Retrieval depends on phrasing. If the user asks about "color scheme preferences" but the stored conversations say "dark mode," vector similarity has to bridge that gap. Extracted facts can normalize terminology.
Structured queries are harder. "List all the user's food preferences" is straightforward with extracted structured data. With verbatim chunks, you're searching and aggregating across many documents.
The AAAK experiment. MemPalace includes an experimental compression format (AAAK) claiming 30x "lossless" compression. But their own benchmarks show it drops retrieval accuracy from 96.6% to 84.2% — a 12-point regression. Compression that loses information isn't lossless.
Two Philosophies of Memory
MemPalace represents one end of a design spectrum. At the other end are extraction-based systems.
Extraction-first (Mem0, Zep, Letta):
- Use AI to identify important facts
- Store structured, normalized data
- Discard raw conversations
- Optimize for storage efficiency and structured queries
Verbatim-first (MemPalace):
- Store everything as-is
- Never discard originals
- Invest in retrieval over extraction
- Optimize for recall completeness
The right choice depends on your application:
- Need structured queries ("list all preferences")? Extraction helps.
- Need exact quotes and full context? Verbatim preserves them.
- Storage-constrained? Extraction is smaller.
- Worried about losing information?

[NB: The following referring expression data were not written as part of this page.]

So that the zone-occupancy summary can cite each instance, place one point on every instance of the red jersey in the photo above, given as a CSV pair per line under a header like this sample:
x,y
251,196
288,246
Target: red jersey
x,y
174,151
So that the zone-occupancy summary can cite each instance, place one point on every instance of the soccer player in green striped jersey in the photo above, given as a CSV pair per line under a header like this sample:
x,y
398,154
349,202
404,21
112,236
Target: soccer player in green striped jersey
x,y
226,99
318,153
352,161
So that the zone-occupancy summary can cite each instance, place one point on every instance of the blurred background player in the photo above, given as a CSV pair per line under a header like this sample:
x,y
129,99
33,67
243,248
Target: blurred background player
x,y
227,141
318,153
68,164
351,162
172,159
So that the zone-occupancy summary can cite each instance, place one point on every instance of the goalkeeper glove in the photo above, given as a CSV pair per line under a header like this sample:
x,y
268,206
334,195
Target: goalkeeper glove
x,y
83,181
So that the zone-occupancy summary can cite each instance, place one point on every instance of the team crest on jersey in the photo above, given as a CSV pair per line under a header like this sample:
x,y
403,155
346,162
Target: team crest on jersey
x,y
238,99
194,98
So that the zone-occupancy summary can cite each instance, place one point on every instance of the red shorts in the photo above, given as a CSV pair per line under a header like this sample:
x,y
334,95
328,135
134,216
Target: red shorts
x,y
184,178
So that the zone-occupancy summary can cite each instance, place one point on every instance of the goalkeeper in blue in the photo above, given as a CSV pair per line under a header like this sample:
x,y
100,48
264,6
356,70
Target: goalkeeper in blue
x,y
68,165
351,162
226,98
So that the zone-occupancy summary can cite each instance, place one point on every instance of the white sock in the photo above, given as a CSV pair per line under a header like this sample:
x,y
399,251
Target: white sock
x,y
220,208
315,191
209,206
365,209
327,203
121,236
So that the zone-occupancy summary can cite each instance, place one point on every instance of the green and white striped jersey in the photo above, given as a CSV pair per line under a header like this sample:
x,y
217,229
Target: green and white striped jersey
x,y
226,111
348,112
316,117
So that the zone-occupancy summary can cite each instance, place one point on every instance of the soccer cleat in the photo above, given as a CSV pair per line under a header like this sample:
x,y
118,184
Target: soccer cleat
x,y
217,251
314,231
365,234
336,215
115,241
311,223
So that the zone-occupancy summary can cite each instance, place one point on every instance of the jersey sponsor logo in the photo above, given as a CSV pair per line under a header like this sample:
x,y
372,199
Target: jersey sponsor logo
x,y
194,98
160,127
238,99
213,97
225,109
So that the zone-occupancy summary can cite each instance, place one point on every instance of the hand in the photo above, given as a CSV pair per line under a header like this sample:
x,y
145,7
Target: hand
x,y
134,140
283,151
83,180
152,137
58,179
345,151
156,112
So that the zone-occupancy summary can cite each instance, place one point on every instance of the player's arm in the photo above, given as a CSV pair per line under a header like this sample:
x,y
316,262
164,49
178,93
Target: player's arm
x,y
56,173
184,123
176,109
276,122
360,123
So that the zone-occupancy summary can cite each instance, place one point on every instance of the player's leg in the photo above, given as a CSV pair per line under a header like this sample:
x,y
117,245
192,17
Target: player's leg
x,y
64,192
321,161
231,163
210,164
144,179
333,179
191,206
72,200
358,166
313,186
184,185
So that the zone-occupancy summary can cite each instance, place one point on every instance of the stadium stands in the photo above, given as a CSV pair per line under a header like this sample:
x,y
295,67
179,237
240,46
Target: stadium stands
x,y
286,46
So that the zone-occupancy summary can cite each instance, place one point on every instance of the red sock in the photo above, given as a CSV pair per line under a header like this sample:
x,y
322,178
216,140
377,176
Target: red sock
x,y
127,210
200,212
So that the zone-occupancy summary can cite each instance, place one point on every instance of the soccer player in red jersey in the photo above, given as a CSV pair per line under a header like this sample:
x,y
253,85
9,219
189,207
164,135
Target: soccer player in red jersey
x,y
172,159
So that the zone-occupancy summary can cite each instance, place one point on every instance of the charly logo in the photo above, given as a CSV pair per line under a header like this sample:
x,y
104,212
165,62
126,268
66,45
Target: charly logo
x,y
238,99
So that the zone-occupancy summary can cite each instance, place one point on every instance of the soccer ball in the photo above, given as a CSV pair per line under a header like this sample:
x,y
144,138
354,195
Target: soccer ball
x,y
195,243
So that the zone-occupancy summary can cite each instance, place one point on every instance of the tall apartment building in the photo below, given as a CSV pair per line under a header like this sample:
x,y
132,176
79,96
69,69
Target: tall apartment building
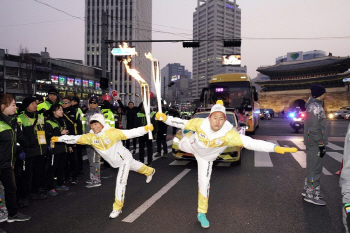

Verbatim loses nothing.
MemPalace's benchmark results show verbatim can achieve strong retrieval accuracy. But benchmarks measure retrieval, not the full range of memory use cases. Real applications may need capabilities that favor one approach over the other.
The Celebrity Factor
MemPalace's viral growth is partly celebrity-driven. Milla Jovovich has millions of followers. The origin story — actress frustrated with AI builds her own solution, is inherently shareable.
This doesn't invalidate the technical merits, but it does mean the 40,000 GitHub stars reflect distribution as much as capability. For context, Mem0 has 51,000 stars. Stars measure attention, not performance.
The question of whether outsider perspectives bring value to technical problems is worth considering. Jovovich's core insight — "why should AI decide what I need to remember?" — isn't new. But building a system around it and achieving competitive benchmark results is a real contribution, regardless of who built it.
Conclusion
MemPalace's 96.6% raw score is real and significant. It's the highest local-only retrieval result on LongMemEval, achieved with a philosophically different approach: store everything, discard nothing, invest in retrieval.
The 100% hybrid claim deserves skepticism. Benchmark engineering is common in this space, and MemPalace's methodology has documented issues.
What MemPalace demonstrates is that verbatim storage with good vector search is a viable approach to agent memory — one that trades storage efficiency for retrieval completeness. Whether that trade-off makes sense depends on your application.
The memory space is still early. Extraction-based systems offer structured queries and storage efficiency. Verbatim systems offer completeness and simpler storage semantics.